Pas dans la précipitation…

Le nouveau Palais doit subir une cure de jouvence avant de recevoir la collection d’art et de s’ouvrir au public. Par chance, l’intérieur de cette maison de maître a été préservé de toute velléité de modernisation. Elle a gardé son caractère d’origine et le travail de ses nouveaux propriétaires va lui permettre de retrouver le lustre d’autrefois.

Des incertitudes pèsent néanmoins car les sols et murs sont entièrement recouverts, ce qui empêche toute analyse approfondie. Les pièces n’ont pas été dévastées mais exigent un sérieux effort de rénovation. L’ampleur de la tâche est conséquente et l’on devine la nécessité d’un énorme investissement personnel. Car en effet, les moyens financiers de Jean-Luc et Fredrik n’autorisent pas un total appel aux entreprises privées.

   plutôt la réflexion !

    Des devis sont sollicités pour le gros œuvre et la réfection de la toiture. Les rencontres avec des sociétés du bâtiment se succèdent et certaines propositions sont parfois fantaisistes jusqu’au jour où Jean-Luc reçoit Jean-Gabriel His. Cet entrepreneur est lui aussi amoureux des vieux édifices. Après visite et examen attentif des lieux, il assure que la maison est une vieille dame mais peut encore vivre un siècle et plus sans doute, si l’on en prend soin. Jean-Luc ne tarit pas d’éloges sur ce chef d’entreprise bien connu dans l’Audomarois, qu’il décrit comme un homme passionné, grand connaisseur de son art qu’il pratique avec éthique sans se dépareiller d’une constante modestie. Nos deux heureux propriétaires sont formels : Sans «His Construction», leur projet n’aurait pas été rendu possible.

Un travail sans relâche

  L’ Architecte des Bâtiment de France, Madame Madoni, et les services de la Direction des Affaires Culturelles accompagnent le projet de bout en bout tant pour la restauration que le choix des matières à appliquer.
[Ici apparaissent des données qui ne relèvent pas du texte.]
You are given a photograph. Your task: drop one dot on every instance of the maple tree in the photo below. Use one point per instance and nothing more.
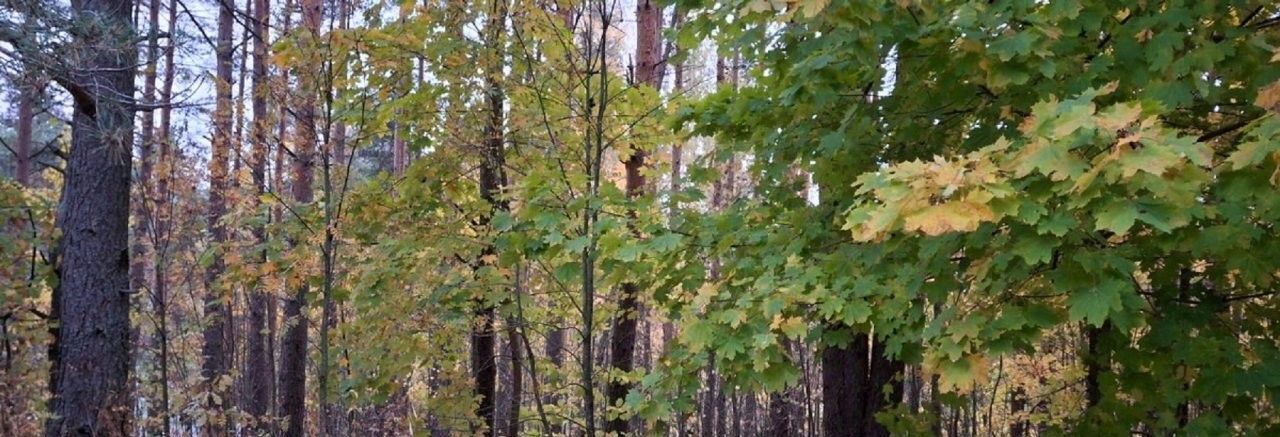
(688, 217)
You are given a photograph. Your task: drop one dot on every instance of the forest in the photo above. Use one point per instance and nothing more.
(795, 218)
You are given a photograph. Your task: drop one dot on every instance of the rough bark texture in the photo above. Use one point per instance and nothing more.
(624, 342)
(844, 387)
(883, 390)
(27, 96)
(260, 367)
(493, 180)
(216, 297)
(293, 345)
(90, 355)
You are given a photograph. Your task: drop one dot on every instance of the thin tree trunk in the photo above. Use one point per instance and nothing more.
(493, 180)
(883, 388)
(293, 355)
(260, 367)
(625, 323)
(216, 350)
(90, 355)
(27, 96)
(844, 403)
(512, 426)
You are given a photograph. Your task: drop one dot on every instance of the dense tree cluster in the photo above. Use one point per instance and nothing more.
(632, 217)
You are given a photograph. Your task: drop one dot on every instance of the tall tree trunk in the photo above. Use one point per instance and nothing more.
(142, 213)
(90, 355)
(1096, 363)
(27, 96)
(517, 378)
(260, 367)
(161, 208)
(844, 403)
(780, 415)
(883, 387)
(624, 341)
(216, 297)
(493, 180)
(1018, 427)
(293, 354)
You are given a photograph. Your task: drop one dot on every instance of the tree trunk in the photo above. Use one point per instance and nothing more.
(517, 378)
(260, 367)
(216, 297)
(624, 341)
(27, 96)
(844, 388)
(493, 180)
(90, 355)
(293, 349)
(883, 388)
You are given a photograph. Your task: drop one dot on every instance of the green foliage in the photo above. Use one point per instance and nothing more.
(991, 172)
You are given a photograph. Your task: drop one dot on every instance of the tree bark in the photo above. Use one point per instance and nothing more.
(216, 299)
(493, 180)
(293, 345)
(844, 388)
(260, 367)
(90, 355)
(883, 390)
(26, 118)
(624, 341)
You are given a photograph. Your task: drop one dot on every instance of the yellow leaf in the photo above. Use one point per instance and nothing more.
(961, 215)
(1269, 98)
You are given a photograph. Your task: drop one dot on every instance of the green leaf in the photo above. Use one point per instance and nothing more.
(1118, 217)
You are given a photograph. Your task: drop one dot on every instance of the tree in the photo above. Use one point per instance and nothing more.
(261, 363)
(624, 340)
(216, 346)
(293, 345)
(90, 372)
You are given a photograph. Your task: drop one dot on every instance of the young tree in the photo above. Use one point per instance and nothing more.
(218, 306)
(293, 355)
(493, 180)
(90, 372)
(261, 364)
(624, 340)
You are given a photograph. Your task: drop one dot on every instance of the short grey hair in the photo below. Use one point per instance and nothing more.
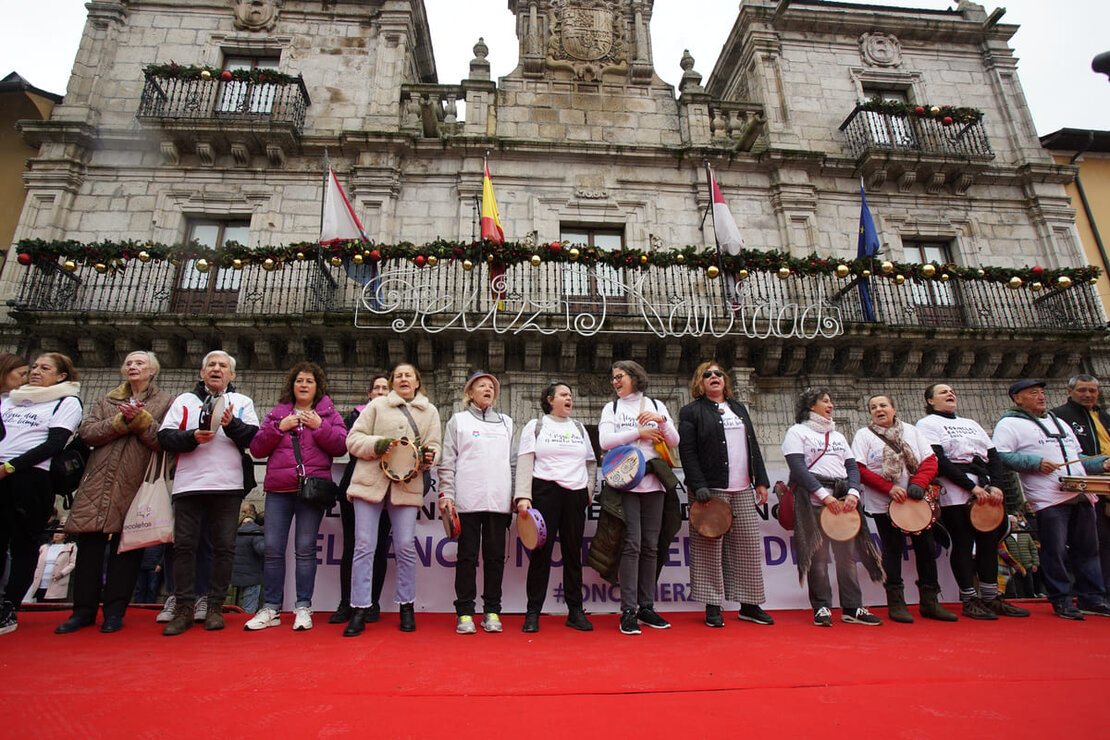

  Choix des coloris, avis sur des passages convertis qui doivent retrouver leur forme originelle, modalités de rénovation des huisseries, composition des enduits, nature des joints des parquets, tout est passé au crible pour que la maison retrouve la grâce d’antan. Il faut avouer que Jean-Luc et Frédrik sont érudits. La décoration comme les arts font partie de leurs passions et il ne faut pas leur en conter sur une couleur ou un matériau qui ne serait pas d’époque.  

  Et Jean-Luc de mélanger les peintures avant de jongler avec les brosses à rechampir. Juché en haut de son escabeau de très longues heures, les travaux progressent à une vitesse vertigineuse et en peu de temps, les salons retrouvent leur aspect antérieur. Il a entrepris la décoration intérieure à moindre frais en préparant lui-même ses peintures. Celles-ci ont été réalisées à base de farine, d’eau, de pigments et d’huile de lin, enfin à chacun sa préparation. Cette technique picturale est aussi appelée « peinture suédoise à l’ocre, au blé ou à la farine… ». Peinture suédoise ? Tiens, tiens, vous avez dit bizarre…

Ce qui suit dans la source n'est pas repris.